Schließlich beschrieb Jansen den Standpunkt der BPtK hinsichtlich der Integration von Internetangeboten in die Psychotherapie. Maßgeblich sei der Einsatz von zertifizierten Medizinprodukten, ihre Integration in die Regelversorgung und die Gewährleistung von Datenschutz und Datensicherheit. Da die Umsetzung der Rahmenbedingungen einige Zeit in Anspruch nehmen werde, habe die BPtK für die Zwischenzeit eine Checkliste für Patienten und einen Leitfaden für Psychotherapeutinnen und Psychotherapeuten entwickelt. Beide Publikationen fassen jeweils wesentliche Informationen zusammen, bieten Orientierung und helfen bei der Beurteilung von Internetprogrammen. Im nächsten Schritt werde sich die BPtK mit dem Thema Videobehandlung befassen, die Notwendigkeit einer Anpassung der Musterberufsordnung diskutieren und die Themen Vergütung, eHealth-Gesetz und Kompetenzerwerb für Psychotherapeutinnen und Psychotherapeuten auf die Agenda setzen, kündigte die Referentin an.
Diskussion lässt Aufbruchsstimmung erkennen
Die sich den Fachvorträgen anschließende Diskussion spiegelte die Vielschichtigkeit und die Aktualität des Themas. Mehrfach wurde betont, dass man nicht über die ausschließliche Behandlung mit digitalen Anwendungen spreche. Zentrale Anforderungen seien, Anwendungsfelder sowie Vor- und Nachteile zu prüfen und jeweils im Einzelfall zu entscheiden, ob und für wen ein Angebot passen könnte. Einige Kammerversammlungsmitglieder äußerten die Überlegung, dass mit internetgestützten Maßnahmen möglicherweise neue Zielgruppen erreicht werden könnten. Andere gingen eher davon aus, dass vorwiegend Menschen angesprochen werden, die ohnehin eine größere Bereitschaft für Psychotherapie hätten.
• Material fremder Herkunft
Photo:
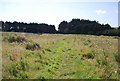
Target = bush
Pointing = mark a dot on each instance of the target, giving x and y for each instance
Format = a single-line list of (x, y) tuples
[(15, 39), (32, 46)]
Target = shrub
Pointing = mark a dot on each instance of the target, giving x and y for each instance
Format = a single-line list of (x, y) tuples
[(15, 39), (88, 56), (32, 46)]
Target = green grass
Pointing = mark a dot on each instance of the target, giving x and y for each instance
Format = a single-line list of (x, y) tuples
[(58, 56)]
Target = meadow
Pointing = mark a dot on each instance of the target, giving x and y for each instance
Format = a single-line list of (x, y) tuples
[(59, 56)]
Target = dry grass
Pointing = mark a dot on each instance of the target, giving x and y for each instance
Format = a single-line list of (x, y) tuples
[(60, 57)]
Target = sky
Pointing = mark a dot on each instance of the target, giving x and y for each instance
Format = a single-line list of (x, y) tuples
[(55, 11)]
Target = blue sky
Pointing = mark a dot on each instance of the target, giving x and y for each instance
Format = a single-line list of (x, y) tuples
[(55, 11)]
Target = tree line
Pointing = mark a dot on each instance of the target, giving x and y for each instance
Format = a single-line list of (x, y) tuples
[(75, 26), (27, 27)]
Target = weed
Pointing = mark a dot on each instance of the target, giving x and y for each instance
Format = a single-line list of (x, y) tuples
[(15, 39), (32, 46)]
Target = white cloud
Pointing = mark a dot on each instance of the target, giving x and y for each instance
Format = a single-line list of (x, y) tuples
[(101, 11)]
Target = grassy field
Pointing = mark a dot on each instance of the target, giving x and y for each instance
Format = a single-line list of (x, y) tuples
[(58, 56)]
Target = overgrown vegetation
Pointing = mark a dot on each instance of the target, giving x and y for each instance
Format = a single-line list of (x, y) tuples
[(58, 56), (75, 26)]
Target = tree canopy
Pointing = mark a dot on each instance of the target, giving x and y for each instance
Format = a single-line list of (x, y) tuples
[(75, 26)]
Positiv wurde gesehen, dass man mit den neuen Möglichkeiten Menschen Angebote machen könne, die zum Beispiel aufgrund körperlicher Einschränkungen einen erschwerten Zugang zu einer unmittelbaren Psychotherapie haben. Als weitere Aspekte wurden unter anderem angesprochen, wie die Nachhaltigkeit von Online-Interventionen zu bewerten ist und dass im Zuge der neuen Entwicklungen die Definition von Psychotherapie berücksichtigt und diskutiert werden müsse. Zentral bleibe dabei die Frage nach der Qualität der Patient-Therapeut-Beziehung.
Deutlich wurde, dass Psychotherapeutinnen und Psychotherapeuten sich dem Thema „Internet in der Psychotherapie“ nicht verschließen dürfen. Mehrfach wurde betont, dass die Digitalisierung in der psychotherapeutischen Versorgung bereits an Fahrt aufgenommen habe und es an der Zeit sei, die zentralen Fragestellungen jetzt anzugehen. „Dabei müssen wir eng bei unserem Selbstverständnis und unseren Kompetenzen bleiben und dürfen die Diskussion, was Psychotherapie ist und wie sie angewendet werden kann, nicht andere führen lassen“, betonte Kammerpräsident Gerd Höhner in seinem Schlusswort.